With the ADA Title II impending deadline April 24, we are feeling the pressures of digital accessibility requirements. However, public institution risk managers should treat digital accessibility as a continuous compliance effort—not a one-time remediation sprint. Your goal is to strategically prioritize efforts to reduce near-term exposure and user harm while building a repeatable program that can withstand audits, complaints, and future waves of content generation.
Here are eight items to focus on to strengthen your WCAG compliance posture:
- Conduct an internal accessibility audit: confirm what is in scope (websites, web apps, documents, digital marketing, LMS content, third-party tools, etc.) and who “owns” the content.
- Name an executive sponsor: identify a single program owner and a cross-functional working group (IT, disability services, communications, procurement, academic affairs, faculty support, general counsel) to coordinate efforts.
- Prioritize your highest-traffic/highest-risk entry points: public-facing, virtual “doors” to your institution (admissions, enrollment, employment, libraries, athletics) and student-facing portals (LMS, housing, dining, advising, student organizations) are hotspots.
- Evaluate PDFs: What are critical documents?

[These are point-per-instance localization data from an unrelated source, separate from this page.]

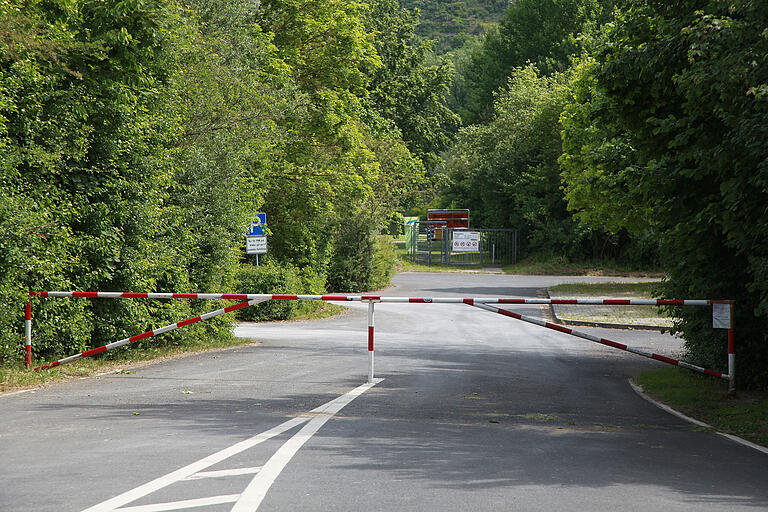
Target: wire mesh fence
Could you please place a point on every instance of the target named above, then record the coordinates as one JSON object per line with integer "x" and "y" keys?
{"x": 433, "y": 243}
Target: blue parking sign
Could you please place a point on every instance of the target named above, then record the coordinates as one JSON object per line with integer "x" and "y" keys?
{"x": 256, "y": 227}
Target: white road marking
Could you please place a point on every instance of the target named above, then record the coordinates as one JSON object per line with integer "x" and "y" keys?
{"x": 253, "y": 495}
{"x": 316, "y": 417}
{"x": 224, "y": 473}
{"x": 177, "y": 505}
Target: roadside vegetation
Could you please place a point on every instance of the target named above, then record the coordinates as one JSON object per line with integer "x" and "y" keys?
{"x": 706, "y": 399}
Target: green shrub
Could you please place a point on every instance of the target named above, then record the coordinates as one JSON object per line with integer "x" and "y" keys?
{"x": 270, "y": 278}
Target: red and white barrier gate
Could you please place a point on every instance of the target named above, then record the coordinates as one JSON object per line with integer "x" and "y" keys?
{"x": 722, "y": 318}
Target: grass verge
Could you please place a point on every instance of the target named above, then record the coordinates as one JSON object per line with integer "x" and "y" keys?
{"x": 707, "y": 400}
{"x": 560, "y": 267}
{"x": 618, "y": 315}
{"x": 17, "y": 378}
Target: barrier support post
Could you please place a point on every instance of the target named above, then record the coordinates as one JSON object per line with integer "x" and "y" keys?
{"x": 731, "y": 353}
{"x": 370, "y": 341}
{"x": 28, "y": 334}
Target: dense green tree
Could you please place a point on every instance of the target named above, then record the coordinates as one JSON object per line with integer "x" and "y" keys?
{"x": 406, "y": 89}
{"x": 541, "y": 32}
{"x": 678, "y": 95}
{"x": 506, "y": 172}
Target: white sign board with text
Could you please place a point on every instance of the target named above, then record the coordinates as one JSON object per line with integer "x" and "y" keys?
{"x": 466, "y": 241}
{"x": 255, "y": 245}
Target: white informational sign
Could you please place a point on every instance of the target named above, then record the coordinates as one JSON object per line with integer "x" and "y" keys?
{"x": 255, "y": 245}
{"x": 721, "y": 316}
{"x": 466, "y": 241}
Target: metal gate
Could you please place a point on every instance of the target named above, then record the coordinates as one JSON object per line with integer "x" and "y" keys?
{"x": 431, "y": 243}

Can the content be provided in an alternative format (HTML)? Can you archive preexisting content that is only for research or reference purposes? Do you still need the content at all? Consider a third-party tool or AI to assist in the PDF remediation process.
- Fix the low-hanging fruit: correct titles, headings/structure, color contrast, alt text, captions/transcripts, and create accessible templates using these core tenets of accessibility.

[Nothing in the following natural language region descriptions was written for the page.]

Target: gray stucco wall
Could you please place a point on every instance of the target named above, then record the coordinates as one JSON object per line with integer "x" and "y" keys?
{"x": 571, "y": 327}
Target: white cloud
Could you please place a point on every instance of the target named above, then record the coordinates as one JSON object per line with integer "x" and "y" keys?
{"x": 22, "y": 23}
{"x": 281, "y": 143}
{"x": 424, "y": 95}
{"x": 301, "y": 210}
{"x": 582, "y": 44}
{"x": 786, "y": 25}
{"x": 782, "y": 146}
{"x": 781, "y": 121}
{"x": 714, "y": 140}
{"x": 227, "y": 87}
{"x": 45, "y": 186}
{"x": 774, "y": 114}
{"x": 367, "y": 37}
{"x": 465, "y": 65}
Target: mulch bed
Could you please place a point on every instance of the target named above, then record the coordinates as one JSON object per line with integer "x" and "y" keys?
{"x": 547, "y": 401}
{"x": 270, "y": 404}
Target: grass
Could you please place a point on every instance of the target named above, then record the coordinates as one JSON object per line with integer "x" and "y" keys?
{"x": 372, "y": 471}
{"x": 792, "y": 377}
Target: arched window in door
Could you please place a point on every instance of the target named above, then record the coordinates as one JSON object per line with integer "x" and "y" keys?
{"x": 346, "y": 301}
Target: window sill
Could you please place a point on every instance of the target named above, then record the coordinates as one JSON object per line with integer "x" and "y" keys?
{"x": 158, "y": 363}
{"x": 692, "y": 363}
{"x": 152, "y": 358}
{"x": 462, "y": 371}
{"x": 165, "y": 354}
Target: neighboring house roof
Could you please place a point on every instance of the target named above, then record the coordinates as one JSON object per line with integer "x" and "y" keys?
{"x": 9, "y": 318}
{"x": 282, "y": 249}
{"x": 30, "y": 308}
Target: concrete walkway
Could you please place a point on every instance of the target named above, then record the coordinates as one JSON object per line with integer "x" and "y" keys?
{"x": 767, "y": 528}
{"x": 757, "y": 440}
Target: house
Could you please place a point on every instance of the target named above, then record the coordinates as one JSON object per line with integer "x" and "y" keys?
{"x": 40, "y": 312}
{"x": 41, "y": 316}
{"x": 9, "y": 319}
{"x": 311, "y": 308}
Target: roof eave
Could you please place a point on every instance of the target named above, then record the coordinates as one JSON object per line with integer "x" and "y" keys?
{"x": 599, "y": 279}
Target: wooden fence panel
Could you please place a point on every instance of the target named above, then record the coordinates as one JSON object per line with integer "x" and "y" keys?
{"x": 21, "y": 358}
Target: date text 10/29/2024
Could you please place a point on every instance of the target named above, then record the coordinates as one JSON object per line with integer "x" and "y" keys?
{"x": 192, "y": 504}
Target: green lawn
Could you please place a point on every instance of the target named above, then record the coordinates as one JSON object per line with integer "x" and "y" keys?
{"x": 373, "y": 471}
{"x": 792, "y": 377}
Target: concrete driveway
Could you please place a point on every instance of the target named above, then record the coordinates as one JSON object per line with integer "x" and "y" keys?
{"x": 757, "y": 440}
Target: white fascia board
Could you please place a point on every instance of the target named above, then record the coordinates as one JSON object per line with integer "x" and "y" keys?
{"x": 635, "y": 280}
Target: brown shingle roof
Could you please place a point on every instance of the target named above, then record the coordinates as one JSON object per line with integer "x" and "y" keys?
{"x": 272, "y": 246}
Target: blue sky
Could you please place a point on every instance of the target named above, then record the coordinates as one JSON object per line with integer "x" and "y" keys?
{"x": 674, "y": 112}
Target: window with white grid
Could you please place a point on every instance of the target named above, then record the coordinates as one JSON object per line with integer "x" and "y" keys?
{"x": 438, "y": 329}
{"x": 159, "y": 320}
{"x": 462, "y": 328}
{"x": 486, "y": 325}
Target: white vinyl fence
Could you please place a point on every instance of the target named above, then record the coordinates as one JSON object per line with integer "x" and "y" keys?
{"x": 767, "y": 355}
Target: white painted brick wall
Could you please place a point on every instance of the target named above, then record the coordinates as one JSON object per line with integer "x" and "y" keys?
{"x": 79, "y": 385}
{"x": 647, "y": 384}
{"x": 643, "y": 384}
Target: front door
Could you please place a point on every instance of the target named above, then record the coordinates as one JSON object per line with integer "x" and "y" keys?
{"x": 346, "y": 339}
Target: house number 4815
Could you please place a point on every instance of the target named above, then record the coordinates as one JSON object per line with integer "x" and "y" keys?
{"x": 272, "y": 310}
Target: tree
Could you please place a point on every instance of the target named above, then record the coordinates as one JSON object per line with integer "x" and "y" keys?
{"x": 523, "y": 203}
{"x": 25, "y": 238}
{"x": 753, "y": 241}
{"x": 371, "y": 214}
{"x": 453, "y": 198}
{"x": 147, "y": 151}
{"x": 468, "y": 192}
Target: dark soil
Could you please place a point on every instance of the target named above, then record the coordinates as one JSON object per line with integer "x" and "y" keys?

- Deliver training: the most sustainable option is teaching your people how to fish. At some level, people are just going to need to know how to make their own content accessible. Everyone needs a minimum knowledge of accessibility.
- Put third parties on notice: document vendor accessibility commitments, collect VPATs/ACRs where available, and create interim alternatives for tools you can’t fix.
- Create a plan: publish a clear accessibility statement and reporting channel, and document an internal playbook for acknowledging, triaging, and remediating issues on a defined timeline.
It is difficult, if not impossible, to achieve 100% digital accessibility compliance living in an environment where content changes rapidly and hundreds of people in your organization create content daily. What regulators and users look for is a credible, resourced plan—standards you follow, training that reaches content owners, checkpoints in your publishing lifecycle, and proof that issues get fixed. Build accessibility into “how we work” (authoring templates, procurement gates, QA before launch, routine scanning, and quarterly reporting) and document your decisions and timelines so you can show good-faith progress. The deadline is real, but the best approach is an operating model that keeps you moving toward accessibility every week after April 24.
Thank you, Kristin, for this great information and advice. Achieving accessibility requires continual improvement and risk mitigation like many other compliance challenges we face. Therefore, we invite you to review the events of the prior month with a view toward proactively managing risks. As always, we welcome your feedback.